I won’t be so gauche as to suggest that I know what it’s like to be a parent. But I do know, now, what it means to be responsible for the comfort and safety and happiness of another living thing. The depths of fear I am capable of. The heights of love, too.
Last Friday was Laika Day: the sixty-sixth anniversary of the launch of Sputnik 2, which carried onboard a stray mutt from the Moscow streets. Doomed to die on a one-way trip to the stars, a pioneer, a little dog who more than anything just needed to be taken care of, like all the rest do.

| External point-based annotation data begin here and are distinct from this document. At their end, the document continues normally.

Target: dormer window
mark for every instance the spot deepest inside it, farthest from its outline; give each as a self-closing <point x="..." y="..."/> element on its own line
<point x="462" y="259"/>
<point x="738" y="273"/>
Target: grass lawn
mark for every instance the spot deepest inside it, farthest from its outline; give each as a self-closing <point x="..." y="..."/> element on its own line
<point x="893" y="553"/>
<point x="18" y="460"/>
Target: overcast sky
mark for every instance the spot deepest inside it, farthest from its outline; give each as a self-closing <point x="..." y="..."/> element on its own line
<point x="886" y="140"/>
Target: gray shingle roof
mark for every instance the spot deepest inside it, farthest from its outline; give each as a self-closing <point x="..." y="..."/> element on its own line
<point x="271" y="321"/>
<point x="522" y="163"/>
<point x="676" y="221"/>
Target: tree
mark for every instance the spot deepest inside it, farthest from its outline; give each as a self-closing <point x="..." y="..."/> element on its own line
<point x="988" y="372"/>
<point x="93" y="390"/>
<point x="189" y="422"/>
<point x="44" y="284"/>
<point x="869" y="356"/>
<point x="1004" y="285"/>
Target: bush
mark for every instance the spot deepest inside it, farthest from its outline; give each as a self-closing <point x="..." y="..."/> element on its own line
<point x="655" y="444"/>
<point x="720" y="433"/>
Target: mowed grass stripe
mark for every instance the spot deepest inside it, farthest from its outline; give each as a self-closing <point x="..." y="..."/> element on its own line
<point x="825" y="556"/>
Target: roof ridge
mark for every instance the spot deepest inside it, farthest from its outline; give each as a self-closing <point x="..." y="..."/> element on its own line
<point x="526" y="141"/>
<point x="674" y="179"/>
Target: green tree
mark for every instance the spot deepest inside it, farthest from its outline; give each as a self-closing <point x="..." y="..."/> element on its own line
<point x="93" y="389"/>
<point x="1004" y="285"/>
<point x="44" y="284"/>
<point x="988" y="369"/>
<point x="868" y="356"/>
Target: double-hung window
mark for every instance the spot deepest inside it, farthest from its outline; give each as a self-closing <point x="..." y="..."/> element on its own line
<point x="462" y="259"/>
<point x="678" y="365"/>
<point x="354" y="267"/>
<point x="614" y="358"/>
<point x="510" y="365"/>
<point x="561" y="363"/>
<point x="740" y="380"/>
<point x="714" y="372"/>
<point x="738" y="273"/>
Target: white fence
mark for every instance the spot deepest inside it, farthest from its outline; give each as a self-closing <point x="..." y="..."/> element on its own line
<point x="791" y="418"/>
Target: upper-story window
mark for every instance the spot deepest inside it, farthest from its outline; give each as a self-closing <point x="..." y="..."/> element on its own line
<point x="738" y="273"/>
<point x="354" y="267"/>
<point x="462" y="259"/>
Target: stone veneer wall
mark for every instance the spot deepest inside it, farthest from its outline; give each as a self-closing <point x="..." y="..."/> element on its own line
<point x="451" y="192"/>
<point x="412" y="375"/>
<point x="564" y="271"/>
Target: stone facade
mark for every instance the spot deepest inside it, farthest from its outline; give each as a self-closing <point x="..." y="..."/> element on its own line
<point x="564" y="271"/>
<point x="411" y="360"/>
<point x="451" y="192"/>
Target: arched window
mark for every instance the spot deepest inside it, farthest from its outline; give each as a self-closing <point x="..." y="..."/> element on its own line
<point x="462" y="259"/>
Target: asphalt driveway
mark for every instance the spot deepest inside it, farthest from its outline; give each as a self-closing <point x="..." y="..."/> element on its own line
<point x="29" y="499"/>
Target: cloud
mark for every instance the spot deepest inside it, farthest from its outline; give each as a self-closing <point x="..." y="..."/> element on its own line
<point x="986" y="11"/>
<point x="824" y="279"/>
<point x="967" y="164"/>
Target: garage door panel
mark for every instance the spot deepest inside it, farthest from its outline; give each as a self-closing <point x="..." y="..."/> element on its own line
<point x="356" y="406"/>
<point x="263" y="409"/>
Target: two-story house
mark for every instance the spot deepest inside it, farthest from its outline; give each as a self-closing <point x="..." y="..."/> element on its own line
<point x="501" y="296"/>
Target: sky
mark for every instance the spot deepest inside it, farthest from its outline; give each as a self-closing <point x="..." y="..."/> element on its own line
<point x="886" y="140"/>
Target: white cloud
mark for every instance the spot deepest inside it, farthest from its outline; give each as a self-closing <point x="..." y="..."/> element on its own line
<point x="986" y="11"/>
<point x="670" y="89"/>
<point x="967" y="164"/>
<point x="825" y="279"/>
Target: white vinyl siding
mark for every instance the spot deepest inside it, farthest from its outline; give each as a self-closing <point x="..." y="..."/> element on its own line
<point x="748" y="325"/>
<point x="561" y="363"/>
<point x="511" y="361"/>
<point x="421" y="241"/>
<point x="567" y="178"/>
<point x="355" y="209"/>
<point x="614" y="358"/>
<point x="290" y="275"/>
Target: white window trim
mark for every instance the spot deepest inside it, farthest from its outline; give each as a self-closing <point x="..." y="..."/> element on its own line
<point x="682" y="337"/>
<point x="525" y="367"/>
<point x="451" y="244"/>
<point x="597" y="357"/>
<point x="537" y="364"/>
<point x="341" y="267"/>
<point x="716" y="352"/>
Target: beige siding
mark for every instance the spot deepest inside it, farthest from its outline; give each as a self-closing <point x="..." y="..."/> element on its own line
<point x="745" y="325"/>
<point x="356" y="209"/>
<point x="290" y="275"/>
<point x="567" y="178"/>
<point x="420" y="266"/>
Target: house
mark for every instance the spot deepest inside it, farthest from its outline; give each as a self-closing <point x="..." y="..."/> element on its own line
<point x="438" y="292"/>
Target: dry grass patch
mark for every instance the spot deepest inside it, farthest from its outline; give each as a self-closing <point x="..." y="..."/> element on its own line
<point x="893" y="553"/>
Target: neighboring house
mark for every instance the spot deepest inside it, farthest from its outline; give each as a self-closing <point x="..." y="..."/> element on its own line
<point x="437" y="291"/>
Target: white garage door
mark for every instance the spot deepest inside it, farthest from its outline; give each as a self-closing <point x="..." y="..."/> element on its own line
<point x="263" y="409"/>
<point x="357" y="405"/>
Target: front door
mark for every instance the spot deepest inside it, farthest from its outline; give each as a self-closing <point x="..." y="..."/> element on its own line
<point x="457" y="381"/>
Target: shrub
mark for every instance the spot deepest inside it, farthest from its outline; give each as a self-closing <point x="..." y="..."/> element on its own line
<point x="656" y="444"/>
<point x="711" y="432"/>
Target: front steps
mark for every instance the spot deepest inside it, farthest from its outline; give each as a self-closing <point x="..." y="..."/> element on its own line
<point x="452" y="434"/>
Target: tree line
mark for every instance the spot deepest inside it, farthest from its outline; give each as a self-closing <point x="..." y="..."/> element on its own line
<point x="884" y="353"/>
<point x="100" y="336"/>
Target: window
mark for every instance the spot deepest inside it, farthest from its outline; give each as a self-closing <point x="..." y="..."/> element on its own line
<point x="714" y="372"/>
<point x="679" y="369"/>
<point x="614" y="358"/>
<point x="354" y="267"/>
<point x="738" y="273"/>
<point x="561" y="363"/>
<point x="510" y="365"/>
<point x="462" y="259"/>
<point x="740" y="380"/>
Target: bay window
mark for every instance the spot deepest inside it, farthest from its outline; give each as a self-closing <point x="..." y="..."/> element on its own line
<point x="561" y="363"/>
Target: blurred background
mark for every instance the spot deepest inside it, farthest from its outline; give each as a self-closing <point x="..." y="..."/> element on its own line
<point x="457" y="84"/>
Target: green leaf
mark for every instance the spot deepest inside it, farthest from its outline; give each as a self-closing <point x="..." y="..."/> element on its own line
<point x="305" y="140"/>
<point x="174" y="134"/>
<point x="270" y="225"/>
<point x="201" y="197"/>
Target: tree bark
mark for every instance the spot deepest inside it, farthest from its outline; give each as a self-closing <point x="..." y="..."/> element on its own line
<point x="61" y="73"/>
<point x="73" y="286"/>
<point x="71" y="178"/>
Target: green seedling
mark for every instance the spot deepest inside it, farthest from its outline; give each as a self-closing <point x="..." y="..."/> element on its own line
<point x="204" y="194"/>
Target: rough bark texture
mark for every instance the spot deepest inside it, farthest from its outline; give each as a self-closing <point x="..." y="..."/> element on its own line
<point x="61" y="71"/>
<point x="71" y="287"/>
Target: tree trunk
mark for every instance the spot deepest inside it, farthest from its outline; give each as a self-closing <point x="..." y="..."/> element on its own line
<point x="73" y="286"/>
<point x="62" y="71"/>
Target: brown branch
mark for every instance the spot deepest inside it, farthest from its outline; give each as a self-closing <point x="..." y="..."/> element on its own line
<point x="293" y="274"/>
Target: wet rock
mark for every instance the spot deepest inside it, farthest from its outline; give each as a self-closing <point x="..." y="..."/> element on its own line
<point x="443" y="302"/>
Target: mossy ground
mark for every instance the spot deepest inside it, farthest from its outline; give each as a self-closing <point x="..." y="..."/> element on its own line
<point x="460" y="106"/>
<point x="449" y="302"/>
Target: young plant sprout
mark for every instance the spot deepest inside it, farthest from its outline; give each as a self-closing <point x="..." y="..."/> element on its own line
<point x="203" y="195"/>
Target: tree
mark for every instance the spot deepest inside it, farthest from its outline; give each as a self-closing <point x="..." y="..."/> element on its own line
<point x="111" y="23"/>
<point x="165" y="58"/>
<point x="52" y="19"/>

I find myself wondering about Laika quite a bit. What she might have felt or thought in those orbits of our planet. If she trusted her handlers, if she was happy in training, if she knew she was not coming back. Despite the stereotypes of the emotionless Soviet functionary there had to have been at least one person in the space program whose heart shattered into pieces as they loaded her into the vessel. Or maybe I just need to believe that. I think about all the animals we’ve sacrificed, as a species, in the service of our myths or our visions of the future or simply our own stupidity.1 I check in daily on my fears that we have sundered ourselves too completely from the natural world to ever return to a balance with it, that we will never again learn how to take only what is needed, and give of ourselves just as willingly as we demand of everything else. It is a prizefight between me and those fears and I haven’t lost it yet although I am frequently knocked down.
No matter the score, when I come home every day, I am granted anew the chance to love one small piece of that world as best I can. A little dog who needs whatever grace and compassion and kindness I have to give. I fail at that more often than I care to admit, and yet she wipes my slate clean daily and gives me another chance to help shepherd her through this anxious world. Any time I’m not feeling grateful enough for that, I think about Laika, the Church Grim of our earthly departed, her little nose pointed toward the stars, and I remember. I remember.
Thanks, as always, for reading. I’ll talk to you next time.
-Chuck
Reading up on one of my favorite birds the other day, the Steller’s jay, in light of the news that it’s due to be renamed, I learned that the Steller’s sea cow—described by and named for the same naturalist—was extinct within twenty-seven years of its discovery by Europeans. There is nothing in the world so unique that we can’t destroy it with the logic of our own greed, which tells us everything will be ours forever.